Days later in The New York Times, Nicholas D. Kristof also lauded Bush for his “moral clarity” but warned that “he must add some practicality to his principles.” Serge Schmemann, also of The Times, credited the president with “a brave new approach.”

A pro-Israeli slant in The New York Times is nothing new. The Timescolumnist William Safire, to take one example, has been a virtual press secretary for the Sharon government.

Another Times columnist, Thomas L. Friedman, wrote, “I applaud President Bush’s call for Arafat to be replaced, “he feared it would be insufficient because “the security requirements and limitations on Palestinian sovereignty that Israelis would insist upon-in the wake of the total breakdown in trust over the last year-would probably be so high that no Palestinian leader would be able to accept them.”

Robert Stewart, a former Army intelligence analyst, opined in The Los Angeles Times, “So it is not Bush’s conditions that are preventing progress on a Palestinian flag over East Jerusalem; it is the willful obstruction through violence, and Arafat’s refusal to stop it or step aside.”

The Boston Globe hailed Bush’s speech as “a welcome turnabout” that “ought to ring true with many Palestinians” who “have lost patience with Arafat’s dictatorial ways and his knack for bringing disaster on his people.”

Commentators all agree that there is essentially one cause that explains the continuing violence in the Middle East-the unreasoning hatred of the Palestinians against their Israeli neighbors, a hatred spurred on by treacherous demagogues like Yasser Arafat and Islamic extremists like Hamas. “The Palestinians,” runs conventional wisdom, “never miss an opportunity to miss an opportunity.”

Some columnists get carried away in their enthusiasm for the Bush plan and add demands of their own. They sound like Bush on steroids.

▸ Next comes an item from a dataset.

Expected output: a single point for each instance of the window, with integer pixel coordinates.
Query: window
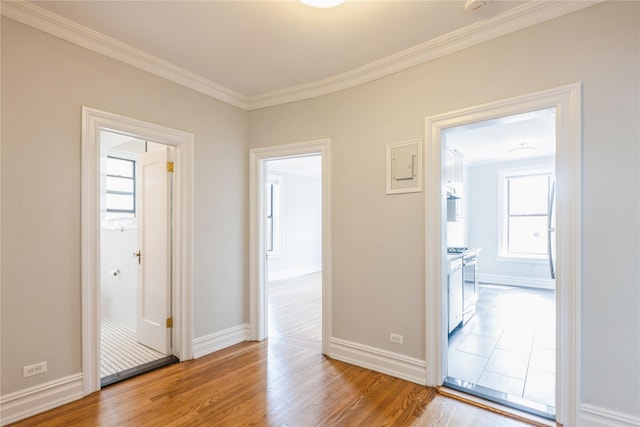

So, for instance, Boston Globe columnist Jeff Jacoby called for punishment against all Palestinians because “among the Palestinians it is the majority who nurse hatred and support the slaughter of civilians” since they “have been steeped in hatred and bloodlust….”

He demands: “The Palestinian Authority has to be dealt a devastating military defeat, one that will crush Arafat and his junta. … Then the Palestinian territories must be reoccupied….”This scenario for a bloodbath should, Jacoby believes, prove “a blessing … to the Palestinians above all.”

Of course, columnists, unlike reporters, are expected to present their opinions frankly and need make no pretense of even-handedness or objectivity. But the range of opinion presented in the newspapers and television is narrow and repetitious, generally endorsing the U.S. position, whatever it might be.

A few dissenting voices do in fact find their way into print – usually unsolicited op-ed essays – but these exceptions to the rule are all but drowned out by the patriotic cheering of the paid professionals.

The Democratic Party leadership has shown itself eager to portray themselves as the best friends of Israel. Journalists are careful not to transgress these ideological limits. Writers who might otherwise have been outspoken were instead cowed and couched their comments cautiously, a concession to the rally-round-the-chief political climate.

Syndicated columnist Mary McGrory only said, “Bush was being Bush rather than a world statesman.” Boston Globe columnist H.D.S. Greenway remarked, “there was a naivete in Bush’s proposals….”

Readers whose opinions are shaped by the point of view of the daily newspapers and nightly news programs, that is, the huge majority of Americans, cannot adequately understand the continuing turmoil in the Middle East.

If Americans regularly read a more diverse range of ideas popular opinion would be far more favorable to the Palestinian cause. Even American schoolchildren, educated on the principle of “Give me liberty, or give me death,” can understand why the Palestinians, unorganized, outnumbered, ill-equipped, continue to fight.